In the second place, treating data as property addresses what is arguably the wrong problem (that of value extraction) at the expense of more pressing questions about how data can influence personal and social wellbeing. It has, furthermore, a troubling implication: if we can treat data as things that can be appropriated, shared and exchanged, then there is a temptation to expect that all the interpersonal obligations and entitlements arising from data use can be resolved by the mechanisms of the ‘data market’. (This is what Michael Sandel calls a ‘market society’). It is not clear that such an approach is desirable. Those who attended a seminar last week at the Nuffield Foundation, home of the newly established Ada Lovelace Institute (and, coincidentally, of the Nuffield Council on Bioethics), heard economist Diane Coyle warning about the ‘marketisation’ of data. In making the case for data as a public good, Professor Coyle focussed on the non-rivalrous quality of data. She did not discuss non-excludability (the other classic characteristic of a public good, and a key condition of their being property). Data are excludable, of course, although they are becoming radically less so, and differently from other commodities. A thought that could be better expressed in discussing the future of data society is the fundamental transformations of private and public environments that has been wrought by information technologies. We may have to get used to these transformations, and they may enable public good, but there are choices to be made about the structural terms on which they take place.

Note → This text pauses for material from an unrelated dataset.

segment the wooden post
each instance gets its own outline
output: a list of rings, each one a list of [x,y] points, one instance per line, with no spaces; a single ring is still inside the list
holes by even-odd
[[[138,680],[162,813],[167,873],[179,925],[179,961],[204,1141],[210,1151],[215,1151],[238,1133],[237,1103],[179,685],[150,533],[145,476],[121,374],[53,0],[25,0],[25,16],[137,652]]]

Some of the discussion at the Nuffield Foundation event turned to data collected in health care contexts, in particular about the consequences of how NHS data are treated. We examined this question in our 2015 ‘Biodata’ report. A series of developments can be traced from the 2010 Strategy for UK Life Sciences (really, biomedical sciences), which might be glossed as ‘monetise the resources of the NHS and bet the farm on genomics.’ This signalled – or perhaps only reflected – the transition from an NHS as ‘imagined community’, one based on solidarity, to an NHS based on obligations of reciprocity, in which the relationship between public and private is foregrounded. Attempts have been made to put this on terms, through a more explicit kind of ‘social contract’ (the NHS Constitution of 2012, for example).

Genomics has been the privileged site on which the relationship between health policy and industrial strategy has been consolidated over the last decade. It was in 2011 that David Cameron, then Prime Minister, declared to representatives of the life sciences industry that ‘every NHS patient should be a research patient’. A year later the ‘100,000 genomes’ project was launched. It seems pretty clear that Health and Social Care Secretary Matt Hancock’s 2018 conference pledge to sequence five million genomes in five years is only a stepping stone to the comprehensive national roll-out envisaged in the sector’s 2017 Life Sciences Industrial Strategy proposals. The question of commercial access to NHS data (and the normative consistency of public and private environments, and the mutual implication public and private interests) haunts all these discussions.

The reflection on data governance is therefore a timely anticipation, as the terms of a ‘social contract’ that governs the reciprocal responsibilities of patients and the NHS are again under discussion, pertinently in the context of the new genomic medicine service. (In our Biodata report we recommended that broader consideration should be given to the most appropriate model for the ethical use of genomic information generated in health services for public benefit before the one developed for the 100,000 genomes project becomes the de facto infrastructure for future initiatives.)

It is certainly possible to pursue social good by aligning it with commercial interests and it may be economically efficient to do so. For better or worse, such an innovation system has become locked in with industries such as pharmaceuticals and biotechnology. But we should not be simple-minded enough to assume that ‘ownership’ and a data market would resolve the social and ethical questions that data use engages.